Woman’s sense of right and wrong,
Is rul’d by the almighty throng.
Ed. Moore.—Love and Vanity, Fable XVI;

and even Dr. Young, to whom one would not impute anything profane, has made use of the phrase “Almighty vanity!” (Satire II. Line 13.) Churchill has “Prudence, almighty Prudence, gives thee all,” (Night, Line 310); Dryden, in the 10th Satire of Juvenal, has “the almighty bribes and presents,” which prevail when no persuasion will.

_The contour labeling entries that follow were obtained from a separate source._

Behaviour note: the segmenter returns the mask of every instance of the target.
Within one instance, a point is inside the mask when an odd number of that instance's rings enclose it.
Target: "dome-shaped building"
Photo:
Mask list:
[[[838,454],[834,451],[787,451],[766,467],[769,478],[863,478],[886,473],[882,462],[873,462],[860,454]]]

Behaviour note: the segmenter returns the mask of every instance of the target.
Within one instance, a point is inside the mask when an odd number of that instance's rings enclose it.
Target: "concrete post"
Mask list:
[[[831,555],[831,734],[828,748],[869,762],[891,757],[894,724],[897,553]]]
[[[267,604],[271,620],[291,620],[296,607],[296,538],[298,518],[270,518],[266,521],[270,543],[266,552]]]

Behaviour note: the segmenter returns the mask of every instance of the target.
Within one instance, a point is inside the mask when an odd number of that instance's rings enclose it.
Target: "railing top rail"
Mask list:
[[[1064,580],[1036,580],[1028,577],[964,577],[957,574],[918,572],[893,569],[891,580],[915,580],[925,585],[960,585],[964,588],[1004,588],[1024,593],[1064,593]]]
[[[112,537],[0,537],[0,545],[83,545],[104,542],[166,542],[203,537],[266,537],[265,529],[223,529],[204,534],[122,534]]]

Dean Swift, with reference to the Eolists, a sect which pretended to inspiration, says, “their gods were the four winds and the chief of them was the “almighty north;” (see the Tale of a Tub, Sec. 8;) and in “The Pretended Letter of Thanks” Swift writes “Your Lordship’s almighty pen;” and lastly, De Quincey in a Paper on the Revolt of the Tartars, page 169, in allusion to the horrors of thirst, writes, “forgetful of all things at that moment but of one almighty instinct.”]

Jacob wrestling with the mysterious and Almighty stranger.
Hugh Stowell.—Lecture in Exeter Hall, 28th November, 1854.

They proclaimed trees Almighty. God’s wood!
Giles Fletcher.—Christ’s Victory in Heaven. Stanza XX.